Requirements for parts, materials, and processes are the building blocks of design, engineering, and manufacturing. Unfortunately today, most of these requirements are “locked up” in legacy PDF documents -- internal standards, customer specs, industry standards (like ASTM, SAE, MIL), regulatory information, test methods, etc. Engineers and technical professionals go through absurd manual labor to find, extract, and share requirements in a way that fits into modern engineering workflow (yes, copy/paste is still the norm!).
Because of these primitive static documents, companies are spending hundreds of millions of dollars annually on avoidable costs, errors, and inefficiencies.
This presentation describes how a new digital model platform called SWISS (Semantic Web for Interoperable Specs and Standards) uses Semantic AI to turn static engineering documents into model-based "digital twin documents" organized into a knowledge graph and accessible from any enterprise application through a robust API.
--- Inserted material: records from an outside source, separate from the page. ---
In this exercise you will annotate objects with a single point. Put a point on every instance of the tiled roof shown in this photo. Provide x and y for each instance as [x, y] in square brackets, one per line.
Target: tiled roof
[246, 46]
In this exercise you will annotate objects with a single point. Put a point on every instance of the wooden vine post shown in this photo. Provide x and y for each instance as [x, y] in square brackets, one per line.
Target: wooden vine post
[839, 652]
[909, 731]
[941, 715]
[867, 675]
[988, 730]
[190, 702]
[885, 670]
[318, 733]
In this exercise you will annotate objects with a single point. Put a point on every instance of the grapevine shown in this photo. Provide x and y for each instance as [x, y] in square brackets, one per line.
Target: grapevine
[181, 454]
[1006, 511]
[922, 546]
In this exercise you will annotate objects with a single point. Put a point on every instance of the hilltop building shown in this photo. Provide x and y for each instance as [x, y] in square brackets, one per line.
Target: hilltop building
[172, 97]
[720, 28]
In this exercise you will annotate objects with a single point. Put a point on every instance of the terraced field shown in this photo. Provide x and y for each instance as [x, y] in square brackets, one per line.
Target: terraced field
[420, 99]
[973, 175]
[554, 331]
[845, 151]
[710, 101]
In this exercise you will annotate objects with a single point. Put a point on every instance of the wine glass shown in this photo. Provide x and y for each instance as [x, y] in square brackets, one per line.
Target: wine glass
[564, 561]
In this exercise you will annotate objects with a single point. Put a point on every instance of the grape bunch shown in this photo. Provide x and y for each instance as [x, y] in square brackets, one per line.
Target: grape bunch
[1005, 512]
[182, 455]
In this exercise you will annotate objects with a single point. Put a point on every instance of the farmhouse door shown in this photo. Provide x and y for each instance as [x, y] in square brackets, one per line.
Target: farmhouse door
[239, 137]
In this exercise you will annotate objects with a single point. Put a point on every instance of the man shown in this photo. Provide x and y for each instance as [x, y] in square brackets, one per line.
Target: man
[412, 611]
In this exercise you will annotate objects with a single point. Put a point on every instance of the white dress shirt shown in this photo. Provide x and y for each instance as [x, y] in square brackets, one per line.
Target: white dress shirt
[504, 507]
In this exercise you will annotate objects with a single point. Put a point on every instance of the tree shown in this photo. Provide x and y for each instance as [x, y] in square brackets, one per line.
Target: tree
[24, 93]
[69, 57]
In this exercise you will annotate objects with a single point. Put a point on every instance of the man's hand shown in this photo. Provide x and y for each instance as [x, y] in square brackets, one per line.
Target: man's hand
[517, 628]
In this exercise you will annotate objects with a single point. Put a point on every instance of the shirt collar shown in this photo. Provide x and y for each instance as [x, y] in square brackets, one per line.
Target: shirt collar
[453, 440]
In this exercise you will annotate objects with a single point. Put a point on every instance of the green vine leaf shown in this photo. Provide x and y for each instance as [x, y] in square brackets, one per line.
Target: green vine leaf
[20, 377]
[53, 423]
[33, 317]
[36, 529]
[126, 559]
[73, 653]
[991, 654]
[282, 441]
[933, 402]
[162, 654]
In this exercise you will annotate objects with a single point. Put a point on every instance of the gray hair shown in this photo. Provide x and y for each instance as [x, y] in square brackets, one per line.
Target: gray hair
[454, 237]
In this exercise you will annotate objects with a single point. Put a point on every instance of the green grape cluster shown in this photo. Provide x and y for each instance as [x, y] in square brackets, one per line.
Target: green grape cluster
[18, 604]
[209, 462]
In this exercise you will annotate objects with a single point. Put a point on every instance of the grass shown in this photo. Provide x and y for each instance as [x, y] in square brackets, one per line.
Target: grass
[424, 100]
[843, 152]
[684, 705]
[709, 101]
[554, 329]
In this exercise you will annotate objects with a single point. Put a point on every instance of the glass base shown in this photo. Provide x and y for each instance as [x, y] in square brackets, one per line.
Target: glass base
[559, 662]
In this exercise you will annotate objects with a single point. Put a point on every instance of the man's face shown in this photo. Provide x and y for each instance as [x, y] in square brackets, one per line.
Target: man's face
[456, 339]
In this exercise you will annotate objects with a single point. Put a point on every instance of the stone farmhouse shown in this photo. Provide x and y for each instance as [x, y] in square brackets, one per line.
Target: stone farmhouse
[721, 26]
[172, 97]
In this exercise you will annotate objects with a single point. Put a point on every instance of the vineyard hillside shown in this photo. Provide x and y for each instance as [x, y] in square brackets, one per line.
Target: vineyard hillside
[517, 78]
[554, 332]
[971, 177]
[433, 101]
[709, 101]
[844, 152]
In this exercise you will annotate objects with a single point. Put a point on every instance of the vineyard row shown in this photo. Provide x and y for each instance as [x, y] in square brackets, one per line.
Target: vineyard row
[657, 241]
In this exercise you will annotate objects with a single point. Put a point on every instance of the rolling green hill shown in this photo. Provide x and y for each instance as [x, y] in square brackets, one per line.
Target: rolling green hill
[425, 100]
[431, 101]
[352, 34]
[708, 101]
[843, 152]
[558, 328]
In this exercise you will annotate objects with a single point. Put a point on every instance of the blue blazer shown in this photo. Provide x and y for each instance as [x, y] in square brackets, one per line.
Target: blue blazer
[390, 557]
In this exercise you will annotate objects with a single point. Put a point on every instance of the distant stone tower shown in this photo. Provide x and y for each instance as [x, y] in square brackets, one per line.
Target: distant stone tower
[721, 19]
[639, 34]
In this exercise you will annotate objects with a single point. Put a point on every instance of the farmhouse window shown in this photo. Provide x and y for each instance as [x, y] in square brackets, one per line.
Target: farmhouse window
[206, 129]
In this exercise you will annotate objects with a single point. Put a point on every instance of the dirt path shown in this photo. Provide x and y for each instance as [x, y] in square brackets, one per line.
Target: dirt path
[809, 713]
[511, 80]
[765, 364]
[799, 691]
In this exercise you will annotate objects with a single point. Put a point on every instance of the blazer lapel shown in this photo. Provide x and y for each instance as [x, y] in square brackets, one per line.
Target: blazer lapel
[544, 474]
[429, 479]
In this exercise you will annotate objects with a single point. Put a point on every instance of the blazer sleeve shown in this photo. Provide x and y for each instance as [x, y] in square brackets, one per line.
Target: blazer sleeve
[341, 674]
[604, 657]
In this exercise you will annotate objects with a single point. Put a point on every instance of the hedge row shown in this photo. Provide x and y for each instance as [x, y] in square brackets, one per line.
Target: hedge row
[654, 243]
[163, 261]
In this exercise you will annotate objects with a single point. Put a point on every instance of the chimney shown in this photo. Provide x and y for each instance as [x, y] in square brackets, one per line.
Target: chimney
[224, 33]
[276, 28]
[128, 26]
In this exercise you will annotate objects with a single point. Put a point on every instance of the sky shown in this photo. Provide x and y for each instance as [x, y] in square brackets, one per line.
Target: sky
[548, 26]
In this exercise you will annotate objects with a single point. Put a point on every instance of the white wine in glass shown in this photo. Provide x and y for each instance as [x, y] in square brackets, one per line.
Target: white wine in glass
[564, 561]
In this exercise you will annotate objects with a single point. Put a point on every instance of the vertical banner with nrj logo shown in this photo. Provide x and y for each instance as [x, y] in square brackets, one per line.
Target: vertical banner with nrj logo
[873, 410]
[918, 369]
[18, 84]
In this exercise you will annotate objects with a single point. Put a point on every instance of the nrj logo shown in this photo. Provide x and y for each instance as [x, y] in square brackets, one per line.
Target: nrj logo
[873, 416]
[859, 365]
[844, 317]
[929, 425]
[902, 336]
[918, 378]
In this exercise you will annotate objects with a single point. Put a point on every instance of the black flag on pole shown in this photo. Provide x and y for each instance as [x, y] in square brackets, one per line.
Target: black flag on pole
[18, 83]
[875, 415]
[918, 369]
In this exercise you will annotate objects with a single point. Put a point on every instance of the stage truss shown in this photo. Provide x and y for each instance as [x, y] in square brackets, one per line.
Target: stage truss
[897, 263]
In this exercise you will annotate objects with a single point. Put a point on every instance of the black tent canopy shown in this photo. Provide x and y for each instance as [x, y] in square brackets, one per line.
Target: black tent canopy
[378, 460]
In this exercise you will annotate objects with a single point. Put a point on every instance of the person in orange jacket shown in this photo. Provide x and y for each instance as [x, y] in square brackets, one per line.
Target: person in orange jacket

Once digital twin documents are created, precise requirements (including subjects, attributes, and values) from an entire web of documents can be extracted in seconds with a single click. Digital twin documents can be interoperable with every related document or piece of data, even external standards like SAE, ASTM, and more. Intelligent data objects such as requirements, test methods, and material and process attributes can be identified and shared with authorized users in enterprise applications such as PLM/PDM, MES, and more.